Is No Evidence of Disease Activity an Achievable Goal in Patients with RRMS?

VBCN - July 2014 Volume 1, No 2

Philadelphia, PA—Achieving no evidence of disease activity (NEDA) in the treatment of patients with relapsing-remitting multiple sclerosis (RRMS) is a clinically meaningful goal, but a strategy to achieve it remains untested, said Robert Bermel, MD, a neurologist at the Mellen Center for Multiple Sclerosis, the Cleveland Clinic, at the 2014 American Academy of Neurology meeting.

The idea of a “treat-to-target” strategy is adopted from rheumatologists who developed the strategy in the last decade for the treatment of rheumatoid arthritis. The principles are early and aggressive treatment with rapid treatment escalation to target remission.

Newer, more effective drugs for RRMS and the widespread availability of magnetic resonance imaging (MRI) to monitor the inflammatory component of the disease while the patient is receiving treatment make NEDA a worthwhile and potentially achievable management goal, said Dr Bermel.

Clinical and MRI monitoring while receiving therapy are common approaches, although there are no standards or defined targets in the clinic. As such, NEDA has been a therapy goal defined only in the clinical trial setting.

The adoption of a treatment target into clinical practice will mean overcoming challenges, including the need for agreement on how to define the target and how to accurately measure response to therapies for MS, said Dr Bermel. The definition of NEDA used in clinical trials is the absence of new or enlarging T2 lesions, the absence of new gadolinium-enhancing lesions, an absence of relapses, and no confirmed worsening on the Expanded Disability Status Scale (EDSS) score.

The concept of “disease-free status,” or NEDA, in RRMS was first reported after the completion of the AFFIRM study. Over 2 years, 37% of patients receiving natalizumab were free of disease activity compared with 7% of those receiving placebo. Similar superiority in achieving NEDA versus placebo was demonstrated in post hoc analyses for daclizumab in the SELECT study and peg-interferon beta at 1 year, and for cladribine in the CLARITY study, fingolimod in the FREEDOMS study, and dimethyl fumarate in the DEFINE study at 2 years.

“There is a great deal of enthusiasm in using NEDA as a measure in clinical trials and in employing it in the MS clinic to potentially guide care as a treatment target,” said Dr Bermel.

Evidence is developing that achieving NEDA is clinically meaningful, he noted.
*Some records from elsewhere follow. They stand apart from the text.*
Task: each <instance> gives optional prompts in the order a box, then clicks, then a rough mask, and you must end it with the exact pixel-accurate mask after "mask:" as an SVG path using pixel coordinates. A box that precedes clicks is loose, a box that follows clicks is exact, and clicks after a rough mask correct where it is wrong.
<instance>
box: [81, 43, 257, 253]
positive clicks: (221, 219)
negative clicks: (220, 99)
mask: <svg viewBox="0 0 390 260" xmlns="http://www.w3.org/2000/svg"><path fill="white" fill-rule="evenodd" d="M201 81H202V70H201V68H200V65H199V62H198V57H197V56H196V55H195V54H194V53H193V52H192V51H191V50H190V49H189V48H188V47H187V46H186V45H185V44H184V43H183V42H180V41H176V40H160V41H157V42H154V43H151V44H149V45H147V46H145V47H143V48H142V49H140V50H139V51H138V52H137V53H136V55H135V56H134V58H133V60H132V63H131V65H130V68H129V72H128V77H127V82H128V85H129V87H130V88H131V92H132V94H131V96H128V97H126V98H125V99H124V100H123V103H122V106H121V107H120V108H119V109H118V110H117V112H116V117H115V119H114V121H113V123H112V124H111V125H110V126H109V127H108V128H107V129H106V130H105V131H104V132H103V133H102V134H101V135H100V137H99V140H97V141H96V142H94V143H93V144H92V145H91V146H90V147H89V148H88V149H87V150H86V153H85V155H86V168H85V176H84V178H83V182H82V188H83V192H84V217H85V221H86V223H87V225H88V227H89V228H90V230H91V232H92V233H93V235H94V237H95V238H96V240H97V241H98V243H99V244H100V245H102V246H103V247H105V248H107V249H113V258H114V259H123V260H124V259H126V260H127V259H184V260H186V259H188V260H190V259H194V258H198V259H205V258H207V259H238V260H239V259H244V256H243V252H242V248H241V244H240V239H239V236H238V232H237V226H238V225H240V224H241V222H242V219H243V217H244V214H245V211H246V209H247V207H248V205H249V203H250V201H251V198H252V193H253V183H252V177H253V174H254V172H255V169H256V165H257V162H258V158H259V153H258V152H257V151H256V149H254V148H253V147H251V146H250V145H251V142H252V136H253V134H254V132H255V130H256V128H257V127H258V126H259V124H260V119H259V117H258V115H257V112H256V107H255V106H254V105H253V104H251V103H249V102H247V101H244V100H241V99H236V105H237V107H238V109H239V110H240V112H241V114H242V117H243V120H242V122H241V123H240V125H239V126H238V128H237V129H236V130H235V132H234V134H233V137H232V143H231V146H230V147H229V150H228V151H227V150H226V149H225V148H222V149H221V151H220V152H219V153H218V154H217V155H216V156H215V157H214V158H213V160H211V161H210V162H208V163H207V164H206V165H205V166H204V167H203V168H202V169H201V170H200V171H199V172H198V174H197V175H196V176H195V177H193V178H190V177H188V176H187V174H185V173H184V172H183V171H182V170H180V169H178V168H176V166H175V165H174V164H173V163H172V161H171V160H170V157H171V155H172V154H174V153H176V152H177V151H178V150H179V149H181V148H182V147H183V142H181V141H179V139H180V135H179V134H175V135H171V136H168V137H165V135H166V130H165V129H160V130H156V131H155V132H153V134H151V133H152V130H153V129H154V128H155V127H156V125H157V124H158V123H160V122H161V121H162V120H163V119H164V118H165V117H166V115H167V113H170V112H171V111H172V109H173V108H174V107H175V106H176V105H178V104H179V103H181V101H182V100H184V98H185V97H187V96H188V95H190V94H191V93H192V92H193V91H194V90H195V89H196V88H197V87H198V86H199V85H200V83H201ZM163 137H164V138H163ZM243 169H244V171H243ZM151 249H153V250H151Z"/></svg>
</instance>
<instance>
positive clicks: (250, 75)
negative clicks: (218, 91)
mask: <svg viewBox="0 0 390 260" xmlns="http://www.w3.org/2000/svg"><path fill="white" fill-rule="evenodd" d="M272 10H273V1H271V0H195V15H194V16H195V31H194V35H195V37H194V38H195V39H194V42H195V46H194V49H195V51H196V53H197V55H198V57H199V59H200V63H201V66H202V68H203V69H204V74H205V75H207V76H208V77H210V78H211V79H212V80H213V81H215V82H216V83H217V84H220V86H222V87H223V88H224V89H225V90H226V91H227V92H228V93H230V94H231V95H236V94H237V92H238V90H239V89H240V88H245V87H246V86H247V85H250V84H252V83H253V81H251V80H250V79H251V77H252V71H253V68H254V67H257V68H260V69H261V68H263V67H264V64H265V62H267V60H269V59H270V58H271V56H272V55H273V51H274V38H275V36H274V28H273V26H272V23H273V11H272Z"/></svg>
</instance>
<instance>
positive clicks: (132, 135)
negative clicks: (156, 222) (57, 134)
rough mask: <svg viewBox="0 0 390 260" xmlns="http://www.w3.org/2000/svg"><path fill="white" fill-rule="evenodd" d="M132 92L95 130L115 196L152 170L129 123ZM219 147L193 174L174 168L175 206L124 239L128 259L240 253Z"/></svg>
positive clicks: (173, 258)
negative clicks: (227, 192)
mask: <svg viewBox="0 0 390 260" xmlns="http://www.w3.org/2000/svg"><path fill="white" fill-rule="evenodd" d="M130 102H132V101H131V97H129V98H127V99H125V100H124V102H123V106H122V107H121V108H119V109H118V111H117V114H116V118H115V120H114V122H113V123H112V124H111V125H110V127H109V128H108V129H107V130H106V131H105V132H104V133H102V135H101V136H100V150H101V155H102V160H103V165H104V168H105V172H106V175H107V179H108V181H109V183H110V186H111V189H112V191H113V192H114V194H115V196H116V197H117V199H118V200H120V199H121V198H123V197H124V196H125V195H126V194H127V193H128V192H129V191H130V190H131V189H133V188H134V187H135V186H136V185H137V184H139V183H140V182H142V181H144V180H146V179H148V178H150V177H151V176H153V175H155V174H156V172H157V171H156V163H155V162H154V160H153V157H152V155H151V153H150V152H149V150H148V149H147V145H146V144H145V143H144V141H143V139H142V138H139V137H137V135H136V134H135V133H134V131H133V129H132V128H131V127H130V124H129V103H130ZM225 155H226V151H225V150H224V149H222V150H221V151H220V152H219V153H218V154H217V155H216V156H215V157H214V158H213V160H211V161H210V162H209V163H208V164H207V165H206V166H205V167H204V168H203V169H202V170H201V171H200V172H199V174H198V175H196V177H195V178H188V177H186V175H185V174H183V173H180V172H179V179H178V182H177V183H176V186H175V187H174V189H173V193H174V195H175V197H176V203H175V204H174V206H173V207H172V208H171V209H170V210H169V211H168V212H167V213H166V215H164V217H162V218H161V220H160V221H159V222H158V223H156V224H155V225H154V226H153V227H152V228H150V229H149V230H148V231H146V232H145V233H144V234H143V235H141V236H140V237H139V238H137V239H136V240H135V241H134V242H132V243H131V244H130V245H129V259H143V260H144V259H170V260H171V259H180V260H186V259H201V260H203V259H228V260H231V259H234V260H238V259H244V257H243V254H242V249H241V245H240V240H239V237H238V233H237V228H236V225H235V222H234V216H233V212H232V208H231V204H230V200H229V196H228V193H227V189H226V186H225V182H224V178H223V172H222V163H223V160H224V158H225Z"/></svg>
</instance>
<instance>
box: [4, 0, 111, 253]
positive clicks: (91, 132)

In the AFFIRM study, NEDA status correlated strongly with brain atrophy, cognition, ambulation, vision, disability management, and patient-reported outcomes at 2 years. Cognition was significantly improved, and measures of brain atrophy had a tendency to be lower in patients who met the NEDA criteria compared with patients who did not. “It looks like 2 years of early treatment achieving NEDA actually portended quite the long-term benefit and segregation among groups,” Dr Bermel pointed out.

NEDA can be a realistic outcome goal, although existing immunomodulatory and disease-modifying drugs do not address the entire pathology of MS, he said. Up to 47% of patients in clinical trials have been able to achieve NEDA with a treat-to-target strategy, although a comprehensive strategy remains untested. “It’s quite possible that although we achieve suboptimal results with a single agent in a single clinical trial, when we implement a strategy of changing therapies based on the NEDA treatment target, that we can achieve significantly better results,” he said.

The evidence also supports that short-term disease control has long-term benefit. In the ASSURANCE study, early MRI relapses while receiving interferon predicted poor long-term outcome. In fact, “MRI activity on interferon was the dominant factor predicting EDSS worsening,” Dr Bermel said.

Implementing the NEDA strategy seems complex in the clinic, he noted, because there is no consensus on the appropriate way to analyze MRI, and there is no easy way to track the components of NEDA in most electronic medical records. Furthermore, the threshold to act, be it a new T2 lesion or a relapse, and how to act, are unclear.